Audit Report: memorylane — 🔴 F (0/100)
Audited by TAR Engine · 2026-06-24 · Report format v0.2
Reading note: this edition uses gpt-4o-mini as the victim model and the same model as the adversarial-fuzz judge. Findings reflect missing defenses in the SKILL.md itself — not a verdict on any specific victim model. The remediation belongs in SKILL.md, not in the model.
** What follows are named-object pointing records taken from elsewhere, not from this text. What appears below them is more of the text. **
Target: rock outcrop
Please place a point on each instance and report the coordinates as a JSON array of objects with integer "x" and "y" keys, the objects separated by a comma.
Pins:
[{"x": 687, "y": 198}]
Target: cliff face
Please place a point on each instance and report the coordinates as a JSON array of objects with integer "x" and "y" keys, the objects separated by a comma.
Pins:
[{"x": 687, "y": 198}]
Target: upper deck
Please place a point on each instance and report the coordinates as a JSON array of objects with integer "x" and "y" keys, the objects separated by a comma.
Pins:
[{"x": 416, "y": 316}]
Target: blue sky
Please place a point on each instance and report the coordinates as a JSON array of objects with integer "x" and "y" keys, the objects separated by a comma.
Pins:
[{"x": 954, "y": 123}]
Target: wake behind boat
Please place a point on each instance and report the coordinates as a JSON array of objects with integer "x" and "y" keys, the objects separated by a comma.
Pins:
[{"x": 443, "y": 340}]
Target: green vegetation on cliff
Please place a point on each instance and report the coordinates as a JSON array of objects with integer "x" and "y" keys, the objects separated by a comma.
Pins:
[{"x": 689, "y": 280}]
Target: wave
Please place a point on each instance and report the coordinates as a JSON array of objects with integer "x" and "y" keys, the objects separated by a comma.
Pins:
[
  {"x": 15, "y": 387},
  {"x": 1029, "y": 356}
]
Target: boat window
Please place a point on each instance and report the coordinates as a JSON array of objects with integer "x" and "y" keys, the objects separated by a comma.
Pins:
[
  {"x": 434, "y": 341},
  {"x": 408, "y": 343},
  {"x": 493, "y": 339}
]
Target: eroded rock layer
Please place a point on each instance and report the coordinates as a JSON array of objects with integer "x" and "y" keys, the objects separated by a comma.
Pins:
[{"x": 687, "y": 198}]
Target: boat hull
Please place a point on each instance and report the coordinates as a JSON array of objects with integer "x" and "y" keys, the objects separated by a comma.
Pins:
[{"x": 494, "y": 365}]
Verdict: Critical risk — 1 critical finding block this skill from production use until remediated.
What this skill does
Auditor's read (LLM-generated): The MemoryLane skill enables persistent memory management for the Claude AI, allowing it to remember project context, insights, and patterns across sessions while significantly reducing API token costs through context compression. It provides commands for recalling memories, viewing insights, and tracking cost savings, as well as tools for curation and management of memory quality. The skill automatically learns from project changes and integrates with the workspace to enhance memory accuracy and relevance.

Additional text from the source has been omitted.